09.03.2011: Medya büyükanıtları: Gerçekten tanır mısınız?:

Gazeteciler Nedim Şener ve Ahmet Şık'ın Ergenekon soruşturmasında gözaltına alınmasına ilk andan itibaren bir takım medyada gösterilen tepkiler. İki hafta boyunca yürütülen ve demokrat bazı gazetecilerin de şaşırtıcı şekilde alet olduğu kamuoyunu yanıltma girişimleri dikkat çekti.

 17.03.2011: Erzincan köylerindeki silahların sırrı çözülüyor:

1993'te Alevi-Sünni çatışması için Erzincan'da köylülere dağıtılan silahlarla ilgili önemli belgelere ulaşıldı. Dönemin Erzincan Başsavcısı İlhan Cihaner'in 2009'da başlatılan soruşturmayı nasıl yürüttüğünü gösteren belgelere göre, dosya terör suçu yerine Ateşli Silahlar Yasası kapsamına alınmış. Cihaner, olayın özel yetkili savcıya bildirilmemesi için talimat vermiş. Mühimmatta 3 LAW ve bombalar da var.

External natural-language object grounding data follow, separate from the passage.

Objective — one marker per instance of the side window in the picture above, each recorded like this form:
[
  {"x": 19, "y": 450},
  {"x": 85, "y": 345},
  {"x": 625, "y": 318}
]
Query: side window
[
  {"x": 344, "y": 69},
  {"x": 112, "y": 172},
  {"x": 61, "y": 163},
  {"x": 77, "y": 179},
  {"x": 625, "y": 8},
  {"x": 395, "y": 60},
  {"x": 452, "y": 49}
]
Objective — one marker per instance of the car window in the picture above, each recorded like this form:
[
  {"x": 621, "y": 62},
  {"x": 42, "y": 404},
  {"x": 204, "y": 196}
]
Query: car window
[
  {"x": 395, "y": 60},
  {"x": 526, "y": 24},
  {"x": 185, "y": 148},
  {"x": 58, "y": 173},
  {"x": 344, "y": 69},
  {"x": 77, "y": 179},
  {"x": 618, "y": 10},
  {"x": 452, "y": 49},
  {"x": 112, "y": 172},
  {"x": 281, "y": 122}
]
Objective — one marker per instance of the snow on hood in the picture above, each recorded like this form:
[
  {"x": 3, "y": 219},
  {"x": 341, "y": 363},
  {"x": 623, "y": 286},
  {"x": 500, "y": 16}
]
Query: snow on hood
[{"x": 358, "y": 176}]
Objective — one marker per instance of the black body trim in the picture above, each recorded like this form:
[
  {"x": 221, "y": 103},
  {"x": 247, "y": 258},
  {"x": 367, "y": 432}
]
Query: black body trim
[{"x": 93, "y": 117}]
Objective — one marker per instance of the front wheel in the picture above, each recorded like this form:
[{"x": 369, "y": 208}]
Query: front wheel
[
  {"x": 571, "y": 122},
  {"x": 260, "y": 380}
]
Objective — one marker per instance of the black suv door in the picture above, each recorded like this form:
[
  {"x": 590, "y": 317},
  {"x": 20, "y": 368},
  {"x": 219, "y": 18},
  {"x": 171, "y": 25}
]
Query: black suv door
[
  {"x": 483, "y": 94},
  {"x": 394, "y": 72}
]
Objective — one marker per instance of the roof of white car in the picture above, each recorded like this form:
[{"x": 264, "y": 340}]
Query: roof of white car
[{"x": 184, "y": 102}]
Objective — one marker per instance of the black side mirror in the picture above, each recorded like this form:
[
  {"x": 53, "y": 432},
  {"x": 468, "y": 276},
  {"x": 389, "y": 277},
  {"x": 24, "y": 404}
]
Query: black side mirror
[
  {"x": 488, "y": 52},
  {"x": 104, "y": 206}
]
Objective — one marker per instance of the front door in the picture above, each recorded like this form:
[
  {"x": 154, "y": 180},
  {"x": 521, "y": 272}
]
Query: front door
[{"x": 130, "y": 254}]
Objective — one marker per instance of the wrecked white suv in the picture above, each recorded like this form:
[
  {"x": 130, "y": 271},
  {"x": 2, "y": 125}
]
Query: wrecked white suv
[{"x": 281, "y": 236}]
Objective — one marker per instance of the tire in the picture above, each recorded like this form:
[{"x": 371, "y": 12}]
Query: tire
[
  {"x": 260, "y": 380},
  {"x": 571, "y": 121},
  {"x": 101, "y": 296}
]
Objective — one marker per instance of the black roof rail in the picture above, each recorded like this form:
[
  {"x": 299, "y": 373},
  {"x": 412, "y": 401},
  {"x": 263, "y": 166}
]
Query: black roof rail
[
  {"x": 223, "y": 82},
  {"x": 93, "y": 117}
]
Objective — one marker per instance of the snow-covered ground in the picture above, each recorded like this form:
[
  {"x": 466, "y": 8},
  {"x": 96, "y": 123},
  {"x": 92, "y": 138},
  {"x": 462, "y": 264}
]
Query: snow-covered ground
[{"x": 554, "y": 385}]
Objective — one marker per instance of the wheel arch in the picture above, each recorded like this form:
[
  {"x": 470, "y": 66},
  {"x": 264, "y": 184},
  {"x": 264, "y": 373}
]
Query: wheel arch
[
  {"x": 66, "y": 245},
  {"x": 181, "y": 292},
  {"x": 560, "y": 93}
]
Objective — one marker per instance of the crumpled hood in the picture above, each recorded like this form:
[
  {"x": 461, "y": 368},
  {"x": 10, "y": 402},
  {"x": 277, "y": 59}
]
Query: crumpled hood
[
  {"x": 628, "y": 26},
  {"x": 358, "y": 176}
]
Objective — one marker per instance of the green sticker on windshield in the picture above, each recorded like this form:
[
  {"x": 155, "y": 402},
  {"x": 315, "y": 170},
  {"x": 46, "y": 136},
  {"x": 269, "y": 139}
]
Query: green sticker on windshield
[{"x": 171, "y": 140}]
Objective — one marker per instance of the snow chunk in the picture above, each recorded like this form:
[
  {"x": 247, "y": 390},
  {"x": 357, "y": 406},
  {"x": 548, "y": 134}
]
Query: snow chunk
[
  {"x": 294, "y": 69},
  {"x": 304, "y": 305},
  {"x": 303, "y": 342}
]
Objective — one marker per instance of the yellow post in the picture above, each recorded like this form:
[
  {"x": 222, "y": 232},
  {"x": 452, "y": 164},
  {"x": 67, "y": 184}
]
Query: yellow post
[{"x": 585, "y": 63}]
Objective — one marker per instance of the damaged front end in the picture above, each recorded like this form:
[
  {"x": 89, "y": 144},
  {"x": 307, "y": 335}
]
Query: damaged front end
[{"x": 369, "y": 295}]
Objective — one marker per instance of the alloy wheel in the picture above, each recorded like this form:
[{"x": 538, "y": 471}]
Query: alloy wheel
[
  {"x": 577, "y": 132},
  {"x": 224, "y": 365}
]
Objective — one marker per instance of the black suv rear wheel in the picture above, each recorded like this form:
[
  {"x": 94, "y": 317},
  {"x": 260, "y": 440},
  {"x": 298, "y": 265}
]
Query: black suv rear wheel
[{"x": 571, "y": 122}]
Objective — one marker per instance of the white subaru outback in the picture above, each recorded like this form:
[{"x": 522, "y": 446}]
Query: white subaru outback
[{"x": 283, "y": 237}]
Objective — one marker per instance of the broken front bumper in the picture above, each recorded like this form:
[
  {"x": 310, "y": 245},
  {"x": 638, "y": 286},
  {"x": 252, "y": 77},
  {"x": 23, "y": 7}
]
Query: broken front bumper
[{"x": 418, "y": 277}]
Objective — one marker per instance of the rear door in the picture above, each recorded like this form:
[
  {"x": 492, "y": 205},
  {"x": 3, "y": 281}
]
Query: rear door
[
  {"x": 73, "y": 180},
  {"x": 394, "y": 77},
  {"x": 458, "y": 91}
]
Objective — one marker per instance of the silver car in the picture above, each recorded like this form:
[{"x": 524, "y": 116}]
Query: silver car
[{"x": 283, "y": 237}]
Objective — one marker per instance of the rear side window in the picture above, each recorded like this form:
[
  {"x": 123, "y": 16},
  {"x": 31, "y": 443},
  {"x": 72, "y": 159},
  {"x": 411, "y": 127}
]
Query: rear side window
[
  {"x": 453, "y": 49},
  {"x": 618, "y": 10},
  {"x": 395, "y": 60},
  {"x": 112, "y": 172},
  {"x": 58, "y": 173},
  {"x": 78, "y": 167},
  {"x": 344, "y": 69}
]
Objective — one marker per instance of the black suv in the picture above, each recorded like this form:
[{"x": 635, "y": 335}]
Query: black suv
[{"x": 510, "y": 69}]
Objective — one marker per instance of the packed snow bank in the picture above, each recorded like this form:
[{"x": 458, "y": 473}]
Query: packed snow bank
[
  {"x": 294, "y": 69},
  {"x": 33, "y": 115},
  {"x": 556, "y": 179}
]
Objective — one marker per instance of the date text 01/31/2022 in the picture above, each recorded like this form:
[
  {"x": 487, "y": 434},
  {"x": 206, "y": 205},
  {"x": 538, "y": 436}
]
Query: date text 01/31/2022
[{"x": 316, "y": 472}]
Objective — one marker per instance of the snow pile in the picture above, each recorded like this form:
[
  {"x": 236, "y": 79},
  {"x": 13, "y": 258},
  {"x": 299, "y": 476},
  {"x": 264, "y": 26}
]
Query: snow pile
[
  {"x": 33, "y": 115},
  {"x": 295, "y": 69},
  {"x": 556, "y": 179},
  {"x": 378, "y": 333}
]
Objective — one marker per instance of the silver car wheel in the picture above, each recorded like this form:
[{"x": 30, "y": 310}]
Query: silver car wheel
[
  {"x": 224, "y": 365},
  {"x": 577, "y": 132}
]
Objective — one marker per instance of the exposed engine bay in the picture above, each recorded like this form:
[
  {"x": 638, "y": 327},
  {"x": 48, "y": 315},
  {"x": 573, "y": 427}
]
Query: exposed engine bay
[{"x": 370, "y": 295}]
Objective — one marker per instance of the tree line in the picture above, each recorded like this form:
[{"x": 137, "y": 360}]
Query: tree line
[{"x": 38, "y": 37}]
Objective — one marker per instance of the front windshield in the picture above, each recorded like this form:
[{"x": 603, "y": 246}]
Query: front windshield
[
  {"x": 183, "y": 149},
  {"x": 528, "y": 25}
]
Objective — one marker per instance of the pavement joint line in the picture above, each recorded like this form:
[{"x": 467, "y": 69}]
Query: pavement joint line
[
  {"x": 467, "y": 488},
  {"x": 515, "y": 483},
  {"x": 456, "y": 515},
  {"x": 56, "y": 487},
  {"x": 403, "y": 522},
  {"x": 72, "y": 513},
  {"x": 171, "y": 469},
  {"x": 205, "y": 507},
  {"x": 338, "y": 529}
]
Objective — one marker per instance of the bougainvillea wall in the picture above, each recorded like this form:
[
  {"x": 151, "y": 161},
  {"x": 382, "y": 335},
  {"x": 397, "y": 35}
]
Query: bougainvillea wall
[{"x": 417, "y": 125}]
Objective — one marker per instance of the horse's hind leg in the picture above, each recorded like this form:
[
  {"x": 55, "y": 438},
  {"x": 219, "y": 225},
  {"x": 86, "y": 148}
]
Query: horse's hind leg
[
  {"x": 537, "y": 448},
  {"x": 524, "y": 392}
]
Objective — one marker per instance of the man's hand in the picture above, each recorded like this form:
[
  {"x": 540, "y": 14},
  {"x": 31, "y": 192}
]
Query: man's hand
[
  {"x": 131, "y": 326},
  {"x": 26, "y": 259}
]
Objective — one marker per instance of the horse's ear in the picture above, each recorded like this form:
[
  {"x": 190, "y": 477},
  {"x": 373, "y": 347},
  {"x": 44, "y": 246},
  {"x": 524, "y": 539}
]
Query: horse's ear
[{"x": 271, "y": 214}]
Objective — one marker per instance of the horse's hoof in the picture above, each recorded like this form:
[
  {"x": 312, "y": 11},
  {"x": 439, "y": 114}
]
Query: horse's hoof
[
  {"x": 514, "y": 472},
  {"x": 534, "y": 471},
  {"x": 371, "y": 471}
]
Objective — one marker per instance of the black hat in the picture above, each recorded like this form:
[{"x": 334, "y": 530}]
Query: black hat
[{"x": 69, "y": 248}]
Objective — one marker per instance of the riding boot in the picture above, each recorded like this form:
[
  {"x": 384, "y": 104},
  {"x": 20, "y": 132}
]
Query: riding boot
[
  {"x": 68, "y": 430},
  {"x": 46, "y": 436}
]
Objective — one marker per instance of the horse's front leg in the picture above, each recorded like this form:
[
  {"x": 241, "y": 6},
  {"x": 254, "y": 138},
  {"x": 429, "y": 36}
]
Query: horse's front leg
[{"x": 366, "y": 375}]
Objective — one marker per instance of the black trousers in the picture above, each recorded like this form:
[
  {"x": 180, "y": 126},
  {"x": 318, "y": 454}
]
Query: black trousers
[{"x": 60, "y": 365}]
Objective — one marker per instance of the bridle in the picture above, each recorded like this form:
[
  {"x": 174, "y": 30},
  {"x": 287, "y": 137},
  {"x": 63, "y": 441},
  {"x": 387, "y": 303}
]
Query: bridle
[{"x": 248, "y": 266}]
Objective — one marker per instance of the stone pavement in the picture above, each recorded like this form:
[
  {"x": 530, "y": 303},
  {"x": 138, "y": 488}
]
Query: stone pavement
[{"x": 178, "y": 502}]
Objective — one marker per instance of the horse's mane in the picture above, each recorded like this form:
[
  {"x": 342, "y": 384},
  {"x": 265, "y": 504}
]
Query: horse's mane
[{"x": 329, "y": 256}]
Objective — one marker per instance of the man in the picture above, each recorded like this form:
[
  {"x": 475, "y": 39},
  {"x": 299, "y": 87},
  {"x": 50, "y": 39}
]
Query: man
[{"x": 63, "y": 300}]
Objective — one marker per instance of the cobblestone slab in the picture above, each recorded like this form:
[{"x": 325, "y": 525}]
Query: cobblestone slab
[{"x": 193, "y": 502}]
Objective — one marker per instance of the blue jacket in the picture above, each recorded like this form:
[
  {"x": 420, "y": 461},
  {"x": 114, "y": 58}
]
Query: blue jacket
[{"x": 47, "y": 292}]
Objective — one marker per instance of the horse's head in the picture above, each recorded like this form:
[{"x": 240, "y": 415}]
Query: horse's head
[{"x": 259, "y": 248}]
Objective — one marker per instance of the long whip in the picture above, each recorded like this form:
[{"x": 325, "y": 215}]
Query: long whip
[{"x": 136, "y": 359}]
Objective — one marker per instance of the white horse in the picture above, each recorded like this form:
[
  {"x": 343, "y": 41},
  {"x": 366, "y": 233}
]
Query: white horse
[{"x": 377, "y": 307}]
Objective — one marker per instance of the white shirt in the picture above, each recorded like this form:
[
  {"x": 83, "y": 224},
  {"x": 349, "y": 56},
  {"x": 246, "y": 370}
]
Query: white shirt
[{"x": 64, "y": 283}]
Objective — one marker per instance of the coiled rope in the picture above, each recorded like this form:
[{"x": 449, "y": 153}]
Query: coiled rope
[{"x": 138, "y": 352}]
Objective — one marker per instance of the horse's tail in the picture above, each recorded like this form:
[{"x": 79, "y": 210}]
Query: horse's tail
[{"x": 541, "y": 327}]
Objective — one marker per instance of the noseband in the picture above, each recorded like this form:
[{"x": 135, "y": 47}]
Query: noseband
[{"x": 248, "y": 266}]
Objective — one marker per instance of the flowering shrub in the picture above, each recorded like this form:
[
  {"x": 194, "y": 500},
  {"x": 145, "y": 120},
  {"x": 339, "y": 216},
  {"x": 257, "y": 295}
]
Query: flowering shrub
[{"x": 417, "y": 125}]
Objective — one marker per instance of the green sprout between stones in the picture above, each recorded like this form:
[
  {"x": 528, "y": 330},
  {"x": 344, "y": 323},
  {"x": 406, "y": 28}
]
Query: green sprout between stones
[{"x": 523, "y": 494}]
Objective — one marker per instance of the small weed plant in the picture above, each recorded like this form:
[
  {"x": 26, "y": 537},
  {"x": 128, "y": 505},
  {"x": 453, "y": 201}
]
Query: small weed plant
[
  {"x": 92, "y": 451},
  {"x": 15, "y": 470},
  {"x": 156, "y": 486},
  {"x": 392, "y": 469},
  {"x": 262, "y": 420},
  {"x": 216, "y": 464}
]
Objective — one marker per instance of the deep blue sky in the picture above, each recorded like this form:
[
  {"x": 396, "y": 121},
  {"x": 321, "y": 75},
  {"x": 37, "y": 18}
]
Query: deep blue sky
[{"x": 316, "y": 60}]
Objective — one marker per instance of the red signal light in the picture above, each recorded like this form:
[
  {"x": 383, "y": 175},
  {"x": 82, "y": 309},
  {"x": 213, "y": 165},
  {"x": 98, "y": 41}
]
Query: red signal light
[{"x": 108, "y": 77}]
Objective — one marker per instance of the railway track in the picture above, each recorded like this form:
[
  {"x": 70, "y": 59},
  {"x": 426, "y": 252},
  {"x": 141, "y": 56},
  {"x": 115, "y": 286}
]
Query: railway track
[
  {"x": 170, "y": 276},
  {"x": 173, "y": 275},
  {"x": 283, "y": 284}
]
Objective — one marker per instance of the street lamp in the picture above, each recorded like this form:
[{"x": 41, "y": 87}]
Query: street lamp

 18.03.2011: Avukattan duruşmada inanılmaz CD tezgahı:

Balyoz davasında şok bir gelişme yaşandı. Sanıklardan Çetin Doğan’ın avukatı Hüseyin Ersöz, savunmasını sunduğu sırada talebi üzerine mahkeme duruşmaya ara verdi. Mahkeme heyetinin duruşma salonundan çıkmasından sonra hakimlerin görülen davayla ilgili klasörleri ve şahsi bilgisayarları kürsüde olmasına rağmen, avukat Ersöz kürsüdeki telefonun altına gizlice CD yerleştirdi. Duruşmaya yeniden başlanıldığında da söz alan avukat Ersöz, savunmasına bir mizansen ile devam edeceğini bildirerek, "Kürsüdeki telefonun altında bir CD var. Bu CD’nin oradan alınıp bilgisayara takılmasını talep ediyorum" şeklinde beyanda bulundu. Avukat Hüseyin Ersöz, "Beşiktaş adliyesinde bir savcı bana bir bilgi verdi. Sizin hakkınızda belgeler verdi, açıklamalar yaptı. Bunlar da CD'de yer alıyor. Sizin şu anda masanın üzerinde beyaz bir dosya varsayalım. CD bu dosyanın altında." dedi. Avukat Ersöz, daha sonra da duruşma mübaşiri Aydın Arslan'dan bu CD'yi almasını istedi. Hüseyin Ersöz daha sonra da bizzat kendisi heyetin oturduğu kürsüden beyaz bir dosyadan CD'yi çıkardı. Ersöz CD'yi Mahkeme başkanı Diken'e, bilgisayarına takması için uzattı. Ancak Başkan Diken CD'yi Ersözün kendi bilgisayarına takmasını söyledi. Ersöz, bilgisayarına taktığı CD içerisinde "Sayın başkan", "Zamanın ötesinden gelenler", "Ömer" ve "Aliefendi" adlı dosyalar olduğunu gösterdi. Ersöz, "Sayın başkan" klasörünün 2003 yılında oluşturulduğunu, diğer belgelerin hepsinin de 5.03.2003 tarihinde oluşturulduğu gösterdi. Ersöz, "Bunu içinde de mahkemenin aldığı kararların hükümet tarafından ve bazı medya organlarında olumlu karşılandığını belirten bir sayfalık metin yer alıyor." dedi. Bunun üzerine Başkan Ömer Diken "Burada mahkeme başkanını hedef alıyorsunuz. Böyle savunma yapamazsınız" şeklinde uyarıda bulundu. Ersöz'e sert tepki gösteren mahkeme heyeti suç duyurusunda da bulundu.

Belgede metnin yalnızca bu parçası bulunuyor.